With "barge-in" (also called "cut-through") a caller can interrupt prompts and the system will still be able to process the speech, although recognition performance will generally be lower. This obviously has a dramatic influence on the prompt design, because when barge-in is available it's possible to write longer more informative prompts and let experienced users barge-in. Interruptions are very common in human-human conversations, and in many applications designers have found that without barge-in people often have problems. There are a variety of situations, however, in which it may not be possible to implement barge-in. In these cases, it is still usually possible to implement successful applications, but particular care must be taken in the dialogue design and error messages.
Another situation in which technology influences design involves error recovery. It is especially frustrating when a system makes the same mistake twice, but when the active vocabulary can be updated dynamically, recognizer choices that have not been confirmed can be eliminated, and the recognizer will never make the same mistake twice. Also, when more than one choice is available (this is not always the case, as some recognizers return only the top choice), then after the top choice is disconfirmed, the second choice can be presented.
It is interesting that some of the demonstrations described below involved very large vocabularies and worked quite well, even over the public telephone network (PSTN). Only a few years ago, most experts were predicting that it would be a long, long time before commercial systems could operate in real time, over the PSTN, and deal with vocabularies of over a thousand items. Raw recognition power has increased dramatically and made this possible, while the transition to more conversational dialogs is happening much more slowly. Given the complexity and variability of human conversational behavior, this is not surprising.
Although many recognition vendors boast about the size of the vocabulary their systems can support, with some having dictionaries of more than 100,000 words (never active simultaneously, of course), we should keep in mind that any one particular conversation uses a surprisingly small set of unique words (often called "types"). In human-human conversations for both air-travel planning (Kowtko & Price, 1989) and for installing, disconnecting, or inquiring about telephone service (Karis & Dobroth, 1995), the total number of types (across multiple conversations) was less than 1,200. In a single twelve minute conversation to install telephone service, only 188 different words were used on average.
Despite the fact that people often attribute more intelligence to simple systems than is warranted, and have been exposed to completely natural human-computer dialogues on TV and in the movies, in many interactions with speech-based systems people seem to want explicit guidance about what to say and how to say it. As explained below, one of the most critical tasks for a designer of speech recognition systems is to communicate effectively to the user what is appropriate to say at each point in the interaction.
Mike Cohen, from Nuance Communications, gave a presentation explaining why there has been such a lag between the impressive developments in research labs and the release of viable commercial products.
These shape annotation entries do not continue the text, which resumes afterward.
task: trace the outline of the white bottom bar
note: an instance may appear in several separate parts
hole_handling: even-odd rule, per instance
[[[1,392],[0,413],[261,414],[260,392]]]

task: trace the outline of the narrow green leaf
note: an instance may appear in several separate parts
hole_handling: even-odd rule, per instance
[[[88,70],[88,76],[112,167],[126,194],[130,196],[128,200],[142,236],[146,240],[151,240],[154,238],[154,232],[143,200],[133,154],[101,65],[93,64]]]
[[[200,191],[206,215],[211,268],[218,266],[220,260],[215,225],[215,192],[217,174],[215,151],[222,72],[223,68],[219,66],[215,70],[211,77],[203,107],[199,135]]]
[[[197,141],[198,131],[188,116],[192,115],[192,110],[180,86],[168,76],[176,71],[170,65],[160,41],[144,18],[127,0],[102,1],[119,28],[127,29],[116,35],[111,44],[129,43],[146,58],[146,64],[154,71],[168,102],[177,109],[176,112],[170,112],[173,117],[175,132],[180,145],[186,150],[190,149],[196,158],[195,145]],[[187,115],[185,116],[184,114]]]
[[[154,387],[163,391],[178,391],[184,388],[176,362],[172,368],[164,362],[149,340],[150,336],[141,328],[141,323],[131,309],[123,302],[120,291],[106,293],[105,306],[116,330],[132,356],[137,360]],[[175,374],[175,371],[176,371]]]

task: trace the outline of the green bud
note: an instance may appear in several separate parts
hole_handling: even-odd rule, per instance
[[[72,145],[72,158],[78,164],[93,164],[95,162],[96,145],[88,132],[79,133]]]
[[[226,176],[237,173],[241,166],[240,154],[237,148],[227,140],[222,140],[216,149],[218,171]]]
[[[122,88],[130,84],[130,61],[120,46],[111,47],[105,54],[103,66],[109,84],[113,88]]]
Mike started by providing a chronology of recent advances in speech recognition. A major factor in the rapid advancement during the last decade has been the sustained support from the Advanced Research Projects Agency (ARPA) of the US Department of Defense. The fruits of this research are now slowly making their way into the marketplace, often via start-up companies with connections to the original ARPA grant recipients. Although the research systems often performed superbly in the laboratory on the tasks and domains for which they were designed, there are several difficulties in creating commercial products from these research systems: accuracy on complex tasks with large vocabularies is still not high enough for commercial systems; research systems were originally trained using speech collected under unrealistic conditions (e.g., "read" speech recorded in a studio environment); the emphasis was on accuracy and not rejection, which is critically important for commercial applications; and there was little emphasis placed on developing systems that could run in real time (many, in fact, ran in more than 100x real time).
In the new world order of telecommunication deregulation, cost for recognition resources is becoming an important factor in the decision about whether to deploy new speech-based services. Even for telecommunication applications in which recognition occurs in the network, there is pressure for DSP-based rather than workstation-based recognizers in order to reduce costs. Given the software engineering and coding required to implement current recognition algorithms on DSP cards, many of the new start-up companies with top recognizers can only run on workstations, or on a combination of DSP cards and workstations, and this is slowing their widespread deployment. Commercial electronic products employing ASR, in contrast, need to run on a single chip.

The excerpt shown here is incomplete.